A Q&A with February GSFF author Sharon Emmerichs

A Q&A with February GSFF author Sharon Emmerichs

1. What was the inspiration behind Shield Maiden?

I'm a professor of medieval and early modern literature, and I teach Beowulf all the time. The book was inspired by some questions that the original poem leaves unanswered. The text tells us that a nameless slave discovered a cave full of treasure and stole a goblet. He'd been exiled from his master's house and thought the goblet might convince the lord to take him back. Unfortunately, the treasure belonged to a sleeping dragon, who woke up and was mightily angry at the theft of its goblet, and so caused some havoc before Beowulf finally brought it down.

I always wondered who this slave was, what he'd done to get exiled from his master's house, and why he stole the goblet specifically. And, since the poem did not answer any of these questions, I wrote the story myself!


2. Folklore and mythology retellings tend to focus on someone that already exists in the story. What prompted you to create a new character in Fryda as Beowulf's niece?

Well, I decided to make her the reason Theow was exiled. "Getting a little too frisky with the lord's daughter" seemed a good motivation behind the conflict between the slave and his master. What I didn't know when I first created her was that she was going to completely take over the story until I finally realized I had to rewrite the book with her as my main character. I got so completely caught up in her story that it shifted the entire focus of the book!

3. From the start, we are told about Fryda's injury that led to her disability. Was keeping true to that while her own power grew something that you were conscious of while writing the book?

This was one of the most challenging parts of writing this book. I needed to represent the difficulties her disability brings to her daily life while also demonstrating how she can overcome things like shame, embarrassment, stigma, and physical limitations, and that balancing act took a lot of writing, rewriting, and even more rewriting. I was extremely conscious of how to faithfully represent the experience of living with a disability while giving her an avenue to overcome it. It took a lot of work!

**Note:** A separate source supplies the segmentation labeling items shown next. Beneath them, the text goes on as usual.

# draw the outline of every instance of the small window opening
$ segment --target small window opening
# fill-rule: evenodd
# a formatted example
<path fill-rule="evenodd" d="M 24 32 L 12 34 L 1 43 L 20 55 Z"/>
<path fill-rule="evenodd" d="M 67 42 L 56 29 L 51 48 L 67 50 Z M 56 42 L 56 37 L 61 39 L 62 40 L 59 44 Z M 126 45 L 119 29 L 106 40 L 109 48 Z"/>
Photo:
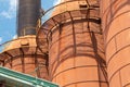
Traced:
<path fill-rule="evenodd" d="M 87 4 L 80 4 L 79 8 L 86 9 L 86 8 L 88 8 L 88 7 L 87 7 Z"/>

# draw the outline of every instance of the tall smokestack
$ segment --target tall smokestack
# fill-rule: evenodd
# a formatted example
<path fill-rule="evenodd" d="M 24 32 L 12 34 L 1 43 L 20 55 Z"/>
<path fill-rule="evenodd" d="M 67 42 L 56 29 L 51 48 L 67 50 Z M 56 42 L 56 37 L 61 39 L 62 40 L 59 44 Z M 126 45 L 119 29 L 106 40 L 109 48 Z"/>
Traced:
<path fill-rule="evenodd" d="M 18 0 L 17 36 L 35 35 L 41 0 Z"/>

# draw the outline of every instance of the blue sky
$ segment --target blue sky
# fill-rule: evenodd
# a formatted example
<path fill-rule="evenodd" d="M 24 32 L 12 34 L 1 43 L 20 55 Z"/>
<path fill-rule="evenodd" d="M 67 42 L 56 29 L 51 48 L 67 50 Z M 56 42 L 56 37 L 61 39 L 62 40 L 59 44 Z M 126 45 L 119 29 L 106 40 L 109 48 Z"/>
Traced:
<path fill-rule="evenodd" d="M 41 1 L 44 10 L 60 2 L 60 0 Z M 0 44 L 16 36 L 16 3 L 17 0 L 0 0 Z"/>

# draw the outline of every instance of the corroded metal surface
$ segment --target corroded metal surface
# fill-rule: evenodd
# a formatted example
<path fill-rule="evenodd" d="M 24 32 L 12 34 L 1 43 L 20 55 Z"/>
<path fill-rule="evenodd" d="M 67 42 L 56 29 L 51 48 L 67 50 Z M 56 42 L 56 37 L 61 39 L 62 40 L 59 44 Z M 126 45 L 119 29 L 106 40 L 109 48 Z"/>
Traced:
<path fill-rule="evenodd" d="M 35 35 L 41 0 L 18 0 L 17 35 Z"/>
<path fill-rule="evenodd" d="M 65 1 L 47 11 L 42 23 L 38 38 L 47 33 L 52 82 L 62 87 L 108 87 L 96 0 Z"/>
<path fill-rule="evenodd" d="M 102 0 L 109 87 L 130 86 L 130 1 Z"/>
<path fill-rule="evenodd" d="M 24 36 L 0 46 L 1 65 L 49 79 L 48 54 L 36 45 L 36 36 Z"/>

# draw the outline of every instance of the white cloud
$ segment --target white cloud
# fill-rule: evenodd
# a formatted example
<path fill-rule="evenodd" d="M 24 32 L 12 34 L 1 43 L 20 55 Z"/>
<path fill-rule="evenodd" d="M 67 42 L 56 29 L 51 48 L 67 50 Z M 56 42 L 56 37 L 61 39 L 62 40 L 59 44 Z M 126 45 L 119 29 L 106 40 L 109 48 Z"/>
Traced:
<path fill-rule="evenodd" d="M 13 36 L 13 39 L 16 39 L 16 38 L 17 38 L 17 35 L 14 35 L 14 36 Z"/>
<path fill-rule="evenodd" d="M 9 2 L 9 9 L 6 11 L 2 11 L 0 15 L 6 18 L 12 18 L 16 15 L 17 0 L 8 0 L 8 2 Z"/>
<path fill-rule="evenodd" d="M 2 37 L 0 37 L 0 42 L 2 42 Z"/>

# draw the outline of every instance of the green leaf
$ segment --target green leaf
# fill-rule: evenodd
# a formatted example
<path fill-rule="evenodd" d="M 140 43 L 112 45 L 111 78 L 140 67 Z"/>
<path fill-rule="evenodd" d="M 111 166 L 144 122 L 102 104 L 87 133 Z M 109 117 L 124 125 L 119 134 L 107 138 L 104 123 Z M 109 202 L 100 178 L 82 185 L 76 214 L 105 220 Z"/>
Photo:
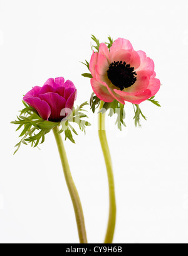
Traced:
<path fill-rule="evenodd" d="M 75 143 L 71 132 L 69 129 L 67 129 L 65 131 L 65 140 L 68 138 L 72 143 Z"/>
<path fill-rule="evenodd" d="M 93 41 L 94 41 L 94 42 L 97 45 L 96 46 L 92 45 L 91 48 L 92 48 L 92 47 L 94 47 L 97 50 L 97 52 L 98 52 L 99 47 L 100 47 L 100 42 L 99 42 L 98 39 L 97 39 L 96 37 L 93 35 L 91 35 L 91 39 Z"/>
<path fill-rule="evenodd" d="M 93 92 L 91 95 L 90 104 L 91 107 L 91 109 L 92 109 L 92 112 L 94 113 L 95 109 L 97 109 L 100 105 L 100 99 L 95 96 L 95 93 Z"/>
<path fill-rule="evenodd" d="M 151 97 L 150 99 L 148 99 L 147 101 L 150 101 L 151 103 L 152 103 L 155 105 L 157 106 L 157 107 L 161 107 L 161 106 L 160 105 L 159 101 L 156 101 L 154 98 L 155 98 L 155 96 L 153 96 L 153 97 Z"/>
<path fill-rule="evenodd" d="M 80 62 L 80 63 L 82 63 L 83 65 L 86 65 L 86 67 L 87 67 L 87 68 L 88 69 L 88 70 L 90 70 L 90 64 L 89 64 L 88 62 L 86 61 L 86 60 L 85 60 L 85 62 L 86 62 L 86 63 L 81 62 Z"/>
<path fill-rule="evenodd" d="M 109 43 L 105 42 L 105 43 L 107 45 L 107 47 L 108 48 L 108 49 L 110 49 L 110 47 L 112 46 L 113 41 L 113 39 L 110 36 L 108 37 L 108 39 Z"/>
<path fill-rule="evenodd" d="M 133 120 L 135 120 L 135 126 L 137 126 L 137 125 L 138 125 L 138 127 L 141 127 L 140 125 L 140 114 L 143 117 L 143 118 L 145 119 L 145 120 L 147 120 L 146 117 L 143 114 L 142 112 L 141 111 L 141 109 L 140 108 L 139 105 L 137 104 L 133 104 L 133 109 L 134 109 L 134 112 L 135 112 L 135 116 L 133 117 Z M 136 107 L 136 109 L 135 108 L 135 106 Z"/>
<path fill-rule="evenodd" d="M 93 78 L 91 74 L 89 74 L 89 73 L 84 73 L 84 74 L 82 74 L 81 75 L 85 77 Z"/>

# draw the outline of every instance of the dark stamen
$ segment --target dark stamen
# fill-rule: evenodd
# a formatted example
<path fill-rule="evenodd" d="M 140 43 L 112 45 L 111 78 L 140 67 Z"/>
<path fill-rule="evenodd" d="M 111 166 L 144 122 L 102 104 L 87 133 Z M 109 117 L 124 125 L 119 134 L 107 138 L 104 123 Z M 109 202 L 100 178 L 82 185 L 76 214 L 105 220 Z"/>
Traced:
<path fill-rule="evenodd" d="M 114 62 L 109 66 L 107 75 L 112 84 L 121 91 L 132 86 L 137 81 L 134 68 L 126 62 Z"/>

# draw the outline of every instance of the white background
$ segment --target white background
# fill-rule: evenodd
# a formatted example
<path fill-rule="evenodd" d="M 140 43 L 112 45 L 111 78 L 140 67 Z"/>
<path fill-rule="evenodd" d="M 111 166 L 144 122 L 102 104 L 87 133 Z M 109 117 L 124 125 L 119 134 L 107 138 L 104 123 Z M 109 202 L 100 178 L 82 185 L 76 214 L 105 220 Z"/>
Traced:
<path fill-rule="evenodd" d="M 0 242 L 77 243 L 76 223 L 52 133 L 38 148 L 18 142 L 10 125 L 22 96 L 49 77 L 71 80 L 76 104 L 89 100 L 80 64 L 91 55 L 90 35 L 128 39 L 154 60 L 162 86 L 140 108 L 147 121 L 134 126 L 127 103 L 122 132 L 108 119 L 107 135 L 116 185 L 116 243 L 188 241 L 187 1 L 0 1 Z M 89 108 L 88 108 L 89 110 Z M 65 142 L 85 216 L 88 241 L 102 243 L 108 211 L 105 166 L 96 118 L 76 144 Z"/>

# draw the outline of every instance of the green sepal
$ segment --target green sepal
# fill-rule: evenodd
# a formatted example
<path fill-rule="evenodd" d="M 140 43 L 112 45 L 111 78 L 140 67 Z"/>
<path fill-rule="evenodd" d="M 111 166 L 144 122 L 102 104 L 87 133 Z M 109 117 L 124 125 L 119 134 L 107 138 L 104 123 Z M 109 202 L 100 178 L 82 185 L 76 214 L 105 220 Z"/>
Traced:
<path fill-rule="evenodd" d="M 146 117 L 143 114 L 142 112 L 141 111 L 141 109 L 140 108 L 139 105 L 137 105 L 137 104 L 133 104 L 133 109 L 134 109 L 134 112 L 135 112 L 135 116 L 133 117 L 133 120 L 135 120 L 135 126 L 137 126 L 137 125 L 138 125 L 138 127 L 141 127 L 140 125 L 140 115 L 142 116 L 145 120 L 147 120 Z M 136 109 L 135 108 L 136 107 Z"/>
<path fill-rule="evenodd" d="M 88 69 L 88 70 L 90 70 L 90 64 L 89 64 L 88 62 L 86 61 L 86 60 L 85 60 L 85 62 L 86 62 L 86 63 L 81 62 L 80 62 L 80 63 L 82 63 L 83 65 L 86 65 L 86 67 L 87 67 L 87 68 Z"/>
<path fill-rule="evenodd" d="M 85 121 L 83 118 L 88 118 L 86 114 L 85 114 L 83 111 L 85 112 L 86 110 L 83 109 L 85 106 L 88 105 L 88 103 L 86 101 L 84 103 L 81 104 L 80 106 L 78 106 L 77 108 L 75 109 L 75 108 L 73 109 L 71 114 L 62 120 L 61 121 L 61 130 L 59 131 L 59 133 L 61 133 L 65 131 L 65 140 L 68 138 L 71 142 L 75 143 L 71 131 L 76 135 L 78 135 L 77 132 L 76 131 L 75 129 L 72 126 L 70 123 L 74 123 L 78 125 L 80 129 L 84 131 L 85 133 L 85 128 L 86 126 L 91 126 L 90 123 Z"/>
<path fill-rule="evenodd" d="M 107 47 L 108 48 L 108 49 L 110 49 L 110 47 L 112 46 L 112 44 L 113 43 L 113 39 L 111 38 L 110 36 L 109 36 L 108 37 L 108 39 L 109 40 L 109 43 L 108 42 L 105 42 L 105 44 L 107 45 Z"/>
<path fill-rule="evenodd" d="M 126 125 L 124 122 L 124 120 L 125 118 L 124 106 L 124 104 L 115 99 L 112 103 L 105 103 L 103 108 L 98 113 L 104 113 L 107 110 L 110 109 L 108 115 L 110 117 L 112 117 L 113 114 L 117 114 L 117 117 L 115 125 L 117 125 L 118 129 L 122 131 L 122 125 L 126 127 Z"/>
<path fill-rule="evenodd" d="M 92 92 L 90 97 L 90 105 L 93 113 L 95 113 L 95 109 L 99 107 L 100 103 L 100 99 L 95 94 L 94 92 Z"/>
<path fill-rule="evenodd" d="M 157 106 L 157 107 L 161 107 L 161 106 L 159 104 L 159 102 L 155 100 L 155 96 L 154 96 L 153 97 L 151 97 L 150 99 L 148 99 L 147 101 L 150 101 L 151 103 L 152 103 L 155 105 Z"/>
<path fill-rule="evenodd" d="M 96 43 L 96 46 L 95 45 L 91 45 L 91 50 L 93 50 L 93 47 L 97 50 L 97 52 L 98 52 L 99 50 L 99 47 L 100 47 L 100 42 L 99 40 L 96 38 L 96 37 L 93 35 L 91 35 L 91 39 L 93 41 L 95 42 L 95 43 Z"/>
<path fill-rule="evenodd" d="M 81 75 L 84 77 L 93 78 L 92 75 L 90 73 L 83 73 Z"/>
<path fill-rule="evenodd" d="M 23 128 L 19 135 L 19 137 L 23 138 L 16 145 L 15 147 L 17 147 L 17 148 L 14 155 L 18 152 L 22 143 L 28 145 L 28 143 L 29 143 L 33 147 L 43 143 L 45 135 L 55 126 L 61 125 L 60 132 L 65 131 L 65 140 L 68 138 L 71 142 L 75 143 L 73 138 L 71 131 L 76 135 L 78 135 L 78 133 L 70 123 L 72 121 L 77 123 L 80 130 L 84 131 L 85 133 L 85 127 L 91 125 L 90 123 L 82 120 L 83 118 L 87 118 L 87 116 L 83 113 L 83 111 L 85 111 L 83 108 L 88 104 L 87 103 L 84 103 L 80 107 L 78 107 L 76 109 L 73 108 L 71 114 L 68 118 L 64 118 L 61 122 L 51 122 L 43 120 L 33 108 L 30 107 L 24 101 L 23 103 L 25 108 L 20 111 L 21 114 L 19 116 L 17 116 L 17 120 L 11 123 L 19 125 L 16 131 L 18 131 L 21 128 Z"/>

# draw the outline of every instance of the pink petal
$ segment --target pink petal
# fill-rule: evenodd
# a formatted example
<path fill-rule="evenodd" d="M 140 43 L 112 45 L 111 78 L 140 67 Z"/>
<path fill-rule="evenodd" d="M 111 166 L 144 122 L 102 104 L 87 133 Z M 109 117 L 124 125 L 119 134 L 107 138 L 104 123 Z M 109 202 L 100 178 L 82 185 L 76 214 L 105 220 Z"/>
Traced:
<path fill-rule="evenodd" d="M 64 82 L 65 82 L 65 79 L 63 77 L 57 77 L 55 78 L 55 82 L 56 84 L 57 84 L 59 86 L 63 86 Z"/>
<path fill-rule="evenodd" d="M 117 99 L 118 101 L 119 101 L 120 103 L 123 104 L 123 105 L 125 104 L 125 101 L 123 98 L 120 96 L 118 95 L 116 93 L 116 92 L 115 91 L 115 89 L 114 89 L 115 86 L 113 86 L 112 87 L 107 87 L 108 91 L 108 92 L 110 93 L 110 94 L 114 97 L 114 98 L 115 99 Z"/>
<path fill-rule="evenodd" d="M 67 99 L 71 94 L 72 94 L 73 93 L 75 92 L 75 91 L 76 91 L 76 89 L 75 88 L 65 88 L 65 92 L 64 92 L 64 96 L 63 97 L 65 97 L 65 99 Z"/>
<path fill-rule="evenodd" d="M 27 98 L 24 97 L 23 99 L 37 111 L 41 118 L 44 120 L 48 120 L 51 114 L 51 109 L 46 101 L 36 97 L 29 97 Z"/>
<path fill-rule="evenodd" d="M 152 76 L 151 76 L 151 78 L 155 77 L 155 76 L 156 76 L 156 73 L 154 71 L 154 73 L 152 74 Z"/>
<path fill-rule="evenodd" d="M 60 96 L 64 96 L 65 87 L 63 86 L 60 86 L 56 88 L 56 91 Z"/>
<path fill-rule="evenodd" d="M 137 53 L 140 58 L 140 65 L 137 69 L 137 72 L 144 70 L 145 75 L 152 75 L 155 67 L 153 60 L 147 57 L 146 53 L 143 51 L 137 51 Z"/>
<path fill-rule="evenodd" d="M 151 91 L 148 89 L 144 92 L 135 94 L 128 93 L 123 91 L 117 90 L 116 89 L 114 89 L 114 91 L 123 98 L 125 101 L 133 104 L 140 104 L 151 97 Z"/>
<path fill-rule="evenodd" d="M 127 64 L 130 64 L 130 67 L 133 67 L 135 70 L 140 65 L 140 58 L 139 55 L 135 51 L 132 51 L 131 53 L 130 60 Z"/>
<path fill-rule="evenodd" d="M 63 85 L 63 87 L 65 87 L 65 92 L 64 92 L 63 97 L 65 98 L 66 98 L 66 99 L 68 99 L 68 97 L 70 96 L 71 93 L 73 93 L 75 90 L 76 90 L 76 91 L 75 99 L 76 99 L 77 90 L 72 81 L 71 81 L 70 80 L 66 80 L 66 81 L 65 82 L 65 83 Z M 66 92 L 66 90 L 68 89 L 68 90 Z M 70 92 L 69 94 L 68 94 L 68 92 Z"/>
<path fill-rule="evenodd" d="M 95 79 L 98 81 L 109 81 L 107 75 L 107 70 L 109 68 L 109 63 L 107 58 L 102 55 L 98 55 L 97 64 L 95 66 Z"/>
<path fill-rule="evenodd" d="M 74 88 L 76 89 L 74 84 L 70 80 L 66 80 L 66 81 L 63 84 L 63 87 L 65 88 Z"/>
<path fill-rule="evenodd" d="M 91 85 L 93 92 L 100 99 L 106 103 L 112 103 L 114 101 L 115 98 L 111 96 L 107 88 L 95 80 L 94 78 L 91 79 Z"/>
<path fill-rule="evenodd" d="M 154 96 L 158 92 L 160 87 L 160 82 L 157 78 L 152 78 L 150 80 L 149 85 L 148 89 L 151 91 L 152 95 L 151 97 Z"/>
<path fill-rule="evenodd" d="M 46 92 L 55 92 L 56 89 L 51 86 L 46 84 L 43 86 L 41 89 L 40 94 L 43 94 L 44 93 Z"/>
<path fill-rule="evenodd" d="M 51 86 L 52 87 L 56 88 L 58 85 L 55 82 L 53 78 L 50 78 L 47 80 L 46 82 L 44 82 L 44 86 Z"/>
<path fill-rule="evenodd" d="M 39 98 L 45 101 L 50 106 L 51 115 L 49 120 L 51 121 L 60 121 L 63 118 L 61 116 L 61 111 L 65 108 L 66 99 L 56 93 L 48 92 L 40 94 Z"/>
<path fill-rule="evenodd" d="M 66 104 L 65 104 L 66 108 L 68 108 L 71 110 L 73 109 L 76 96 L 76 91 L 75 90 L 75 92 L 73 93 L 72 93 L 68 98 Z"/>
<path fill-rule="evenodd" d="M 108 48 L 107 47 L 107 45 L 105 43 L 102 43 L 100 45 L 98 54 L 99 55 L 102 54 L 103 55 L 105 56 L 105 57 L 108 60 L 108 62 L 109 65 L 110 65 L 110 64 L 111 63 L 110 54 L 110 52 L 109 52 Z"/>
<path fill-rule="evenodd" d="M 149 84 L 149 77 L 145 75 L 144 72 L 138 72 L 137 75 L 137 81 L 132 86 L 126 88 L 125 91 L 130 93 L 143 92 Z"/>
<path fill-rule="evenodd" d="M 94 52 L 94 51 L 93 51 L 93 54 L 90 62 L 90 70 L 93 78 L 95 78 L 95 66 L 97 63 L 98 56 L 98 52 Z"/>
<path fill-rule="evenodd" d="M 112 62 L 125 62 L 127 64 L 130 61 L 131 57 L 131 51 L 121 49 L 115 52 L 112 56 Z"/>
<path fill-rule="evenodd" d="M 115 87 L 111 83 L 110 80 L 107 78 L 107 80 L 108 80 L 107 82 L 105 82 L 105 79 L 104 79 L 104 76 L 98 75 L 97 71 L 96 71 L 96 74 L 97 74 L 97 81 L 98 81 L 98 84 L 101 86 L 103 86 L 104 87 L 107 88 L 108 93 L 110 93 L 111 94 L 111 96 L 113 97 L 115 99 L 117 99 L 118 101 L 119 101 L 120 103 L 124 104 L 125 102 L 124 102 L 123 99 L 119 95 L 117 95 L 113 91 L 113 89 L 115 88 Z M 100 78 L 103 78 L 103 79 L 100 80 Z M 110 86 L 108 86 L 108 84 L 110 85 Z M 91 86 L 92 86 L 92 84 L 91 84 Z M 94 91 L 93 88 L 93 90 Z M 105 92 L 106 92 L 106 90 L 105 90 Z M 95 91 L 94 91 L 94 92 L 95 92 Z M 96 93 L 95 93 L 95 94 L 96 94 Z M 100 97 L 99 97 L 100 99 Z M 113 99 L 113 100 L 114 100 L 114 99 Z M 112 102 L 112 101 L 106 101 L 106 102 Z"/>
<path fill-rule="evenodd" d="M 42 89 L 41 87 L 34 86 L 34 87 L 33 87 L 33 89 L 31 89 L 31 91 L 29 91 L 26 94 L 26 95 L 24 97 L 24 99 L 26 99 L 28 97 L 38 96 L 41 89 Z"/>
<path fill-rule="evenodd" d="M 110 48 L 110 54 L 113 55 L 115 52 L 122 49 L 133 50 L 133 47 L 130 42 L 127 39 L 118 38 L 113 43 Z"/>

4. Fryda has some amazing allies in Hild, Theow and Bryce with their own unique history. Did any of these characters change significantly in the process of writing?

Hild was always there because I needed to portray the diversity of early medieval communities. Unfortunately, white supremacists have tried to co-opt the early medieval period in England and Scandinavia and argue that they were exclusively white spaces...which is not even remotely true! It was important to me to show that. However, Bryce, like Fryda, grew from a very minor, ancillary character into one of the emotional driving forces of the novel. I didn't plan for that to happen, but...I fell in love with him. So he changed from a character who showed up maybe twice to one of the pillars that held up Fryda and Theow, and I gave him a tragic, twisty story of his own.

5. The dragon lurks in the background of this book for most of it. What are some of your favourite books featuring dragons?

I was always a big fan of Anne McKaffrey's The Dragonriders of Pern novels--I grew up on those and I think they were a deep influence on me from a very young age. Tolkien, of course...I adored Smaug. When I was very small, my mother used to read me a book called Everyone Knows what a Dragon Looks Like by Jay Williams and illustrated by Mercer Mayer, and that captured my imagination and never let go. I adored Robin McKinley's The Hero and the Crown, and Jaspar Fforde's The Last Dragonslayer series. And then, of course, the critically acclaimed Dragons Love Tacos book!